Sárvölgyi, all pale, rose at this awful scene:—for all the world as if Lörincz Áronffy himself had come to relate the history of his own death to his murderer.

"Then I seized Lorand's arm with my one hand, and with the other held before the wretch's eyes the evidence of his cursed falseness. His evil conscience bade him fly. I reached him, seized his throat...."

Sárvölgyi in abject terror sank back in his chair, while Madame Bálnokházy, rushing from the window, passionately cried "and killed him?"

Desiderius, gazing haughtily at her, answered calmly: "No, I merely cast him out from the society of honorable men."

To Lorand it was a savage pleasure to look at those three faces, as Desiderius spoke. The dumb passion which inflamed Madame Bálnokházy's face, the convulsive terror on the features of the fatal adversary, strove with each other to fill his heart with a great delight.

And Melanie?
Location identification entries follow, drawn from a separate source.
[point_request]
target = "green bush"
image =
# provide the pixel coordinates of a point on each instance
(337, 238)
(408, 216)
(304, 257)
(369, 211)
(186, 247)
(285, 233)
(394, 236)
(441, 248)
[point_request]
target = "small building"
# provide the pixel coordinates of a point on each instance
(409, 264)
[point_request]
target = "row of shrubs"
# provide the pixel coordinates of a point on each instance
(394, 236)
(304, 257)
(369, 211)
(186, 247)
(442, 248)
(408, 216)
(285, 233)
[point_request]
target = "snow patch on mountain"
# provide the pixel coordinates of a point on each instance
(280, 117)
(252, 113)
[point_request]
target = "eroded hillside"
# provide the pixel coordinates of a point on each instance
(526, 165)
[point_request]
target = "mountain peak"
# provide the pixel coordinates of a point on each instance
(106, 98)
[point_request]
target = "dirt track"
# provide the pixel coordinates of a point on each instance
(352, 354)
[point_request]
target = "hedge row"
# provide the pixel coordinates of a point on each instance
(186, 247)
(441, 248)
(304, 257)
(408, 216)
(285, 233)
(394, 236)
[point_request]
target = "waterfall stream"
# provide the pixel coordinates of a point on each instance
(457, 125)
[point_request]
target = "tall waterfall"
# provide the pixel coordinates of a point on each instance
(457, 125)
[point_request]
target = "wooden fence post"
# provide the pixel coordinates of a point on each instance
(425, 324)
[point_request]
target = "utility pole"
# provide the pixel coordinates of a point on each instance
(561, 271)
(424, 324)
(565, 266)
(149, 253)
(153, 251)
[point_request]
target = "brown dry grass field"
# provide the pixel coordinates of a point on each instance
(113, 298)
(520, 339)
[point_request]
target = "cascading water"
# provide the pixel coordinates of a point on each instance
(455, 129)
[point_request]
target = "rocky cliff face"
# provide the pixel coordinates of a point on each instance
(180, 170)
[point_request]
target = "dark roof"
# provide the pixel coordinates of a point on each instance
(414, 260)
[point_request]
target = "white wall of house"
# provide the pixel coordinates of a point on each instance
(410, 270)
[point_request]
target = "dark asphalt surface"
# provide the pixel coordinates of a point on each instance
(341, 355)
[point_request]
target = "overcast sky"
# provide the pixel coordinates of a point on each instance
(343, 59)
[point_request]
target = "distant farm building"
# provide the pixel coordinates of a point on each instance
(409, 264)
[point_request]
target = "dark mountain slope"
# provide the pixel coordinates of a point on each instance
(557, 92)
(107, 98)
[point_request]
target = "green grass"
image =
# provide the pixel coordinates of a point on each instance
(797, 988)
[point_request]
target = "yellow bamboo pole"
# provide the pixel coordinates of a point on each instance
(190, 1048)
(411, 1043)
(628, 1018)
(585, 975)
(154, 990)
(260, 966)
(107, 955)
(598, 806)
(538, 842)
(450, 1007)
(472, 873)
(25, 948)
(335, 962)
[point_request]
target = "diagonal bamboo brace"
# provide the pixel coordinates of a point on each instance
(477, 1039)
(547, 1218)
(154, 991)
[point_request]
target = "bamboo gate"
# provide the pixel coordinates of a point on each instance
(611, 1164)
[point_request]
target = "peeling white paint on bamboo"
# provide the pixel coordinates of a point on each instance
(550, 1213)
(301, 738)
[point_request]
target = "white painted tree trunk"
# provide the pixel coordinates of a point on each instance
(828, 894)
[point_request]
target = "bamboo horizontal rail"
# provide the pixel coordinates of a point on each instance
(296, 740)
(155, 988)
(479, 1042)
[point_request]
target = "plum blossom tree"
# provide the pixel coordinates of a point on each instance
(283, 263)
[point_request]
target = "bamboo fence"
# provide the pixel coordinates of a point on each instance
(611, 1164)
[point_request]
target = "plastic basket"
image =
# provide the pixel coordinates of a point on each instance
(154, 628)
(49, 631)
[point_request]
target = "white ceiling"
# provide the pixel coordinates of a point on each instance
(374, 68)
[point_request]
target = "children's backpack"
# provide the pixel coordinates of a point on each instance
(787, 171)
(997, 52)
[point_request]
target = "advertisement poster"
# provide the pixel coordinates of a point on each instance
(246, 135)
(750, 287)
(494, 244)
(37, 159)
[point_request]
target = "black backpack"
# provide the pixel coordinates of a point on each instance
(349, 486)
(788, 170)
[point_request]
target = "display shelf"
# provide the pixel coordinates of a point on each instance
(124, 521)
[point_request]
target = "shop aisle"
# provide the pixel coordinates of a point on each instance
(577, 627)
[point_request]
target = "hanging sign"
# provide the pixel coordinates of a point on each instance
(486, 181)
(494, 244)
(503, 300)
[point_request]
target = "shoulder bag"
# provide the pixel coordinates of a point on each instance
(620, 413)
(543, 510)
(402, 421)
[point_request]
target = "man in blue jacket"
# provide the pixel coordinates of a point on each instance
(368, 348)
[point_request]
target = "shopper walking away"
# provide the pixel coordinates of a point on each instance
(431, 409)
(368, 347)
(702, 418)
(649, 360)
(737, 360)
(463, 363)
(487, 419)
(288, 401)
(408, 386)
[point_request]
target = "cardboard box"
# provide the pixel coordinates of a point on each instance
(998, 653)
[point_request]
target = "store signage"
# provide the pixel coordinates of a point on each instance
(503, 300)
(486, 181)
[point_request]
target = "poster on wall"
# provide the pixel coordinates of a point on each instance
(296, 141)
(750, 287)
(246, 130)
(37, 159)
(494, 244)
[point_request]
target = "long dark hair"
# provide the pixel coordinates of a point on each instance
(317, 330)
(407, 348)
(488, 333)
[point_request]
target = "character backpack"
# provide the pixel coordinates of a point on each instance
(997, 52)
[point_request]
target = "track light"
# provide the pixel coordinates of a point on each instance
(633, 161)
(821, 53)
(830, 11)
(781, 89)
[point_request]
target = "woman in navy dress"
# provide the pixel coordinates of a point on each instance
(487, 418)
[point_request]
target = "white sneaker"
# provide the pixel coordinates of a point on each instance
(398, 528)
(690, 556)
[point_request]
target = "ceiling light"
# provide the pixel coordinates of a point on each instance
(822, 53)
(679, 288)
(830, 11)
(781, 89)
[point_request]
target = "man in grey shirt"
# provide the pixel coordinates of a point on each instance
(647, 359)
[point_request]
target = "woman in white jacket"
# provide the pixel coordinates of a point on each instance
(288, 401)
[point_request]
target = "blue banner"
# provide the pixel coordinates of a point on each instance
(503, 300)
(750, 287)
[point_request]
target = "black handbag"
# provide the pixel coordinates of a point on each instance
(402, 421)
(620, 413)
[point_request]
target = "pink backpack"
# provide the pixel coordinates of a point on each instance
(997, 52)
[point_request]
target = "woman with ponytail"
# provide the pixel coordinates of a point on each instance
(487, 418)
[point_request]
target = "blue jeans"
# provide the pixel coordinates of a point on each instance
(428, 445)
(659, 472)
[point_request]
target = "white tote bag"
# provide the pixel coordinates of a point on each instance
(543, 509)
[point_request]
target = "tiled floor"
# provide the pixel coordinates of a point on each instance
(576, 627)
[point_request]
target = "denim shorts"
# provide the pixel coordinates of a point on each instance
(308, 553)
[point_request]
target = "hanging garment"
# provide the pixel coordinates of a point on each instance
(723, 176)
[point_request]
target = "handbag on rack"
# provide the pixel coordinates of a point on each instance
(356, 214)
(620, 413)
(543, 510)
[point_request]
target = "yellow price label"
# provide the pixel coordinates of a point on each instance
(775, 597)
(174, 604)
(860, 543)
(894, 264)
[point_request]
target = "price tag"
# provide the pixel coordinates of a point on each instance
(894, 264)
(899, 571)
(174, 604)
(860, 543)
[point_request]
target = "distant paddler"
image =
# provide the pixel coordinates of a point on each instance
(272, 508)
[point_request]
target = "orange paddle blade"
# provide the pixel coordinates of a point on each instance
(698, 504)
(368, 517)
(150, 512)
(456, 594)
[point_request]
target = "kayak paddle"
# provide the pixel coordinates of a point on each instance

What had she felt during this narration, which made such an ugly figure of the man to whom fate allotted her?

Lorand's eyes were intent upon her face too.

The young girl was not so transfixed by the subject of the tale as by the speaker. Desiderius in the heat of passion, was twice as handsome as he was otherwise. His every feature was lighted with noble passion. Who knows—perhaps the beautiful girl was thinking it would be no very pleasant future to be the bride of Gyáli after such a scandal! Perhaps there returned to her memory some fragments of those fair days at Pressburg, when she and Desiderius had sighed so often side by side. That boy had been very much in love with his beautiful cousin. He was more handsome and more spirited than his brother. Perhaps her thoughts were such. Who knows?

At any rate, it is certain that when Desiderius answered Madame's question with such calm contempt—"I cast him out, I did not kill him,"—on Melanie's face could be remarked a certain radiance, though not caused by delight that her fiancé's life had been spared.

Lorand remarked it, and hastened to spoil the smile.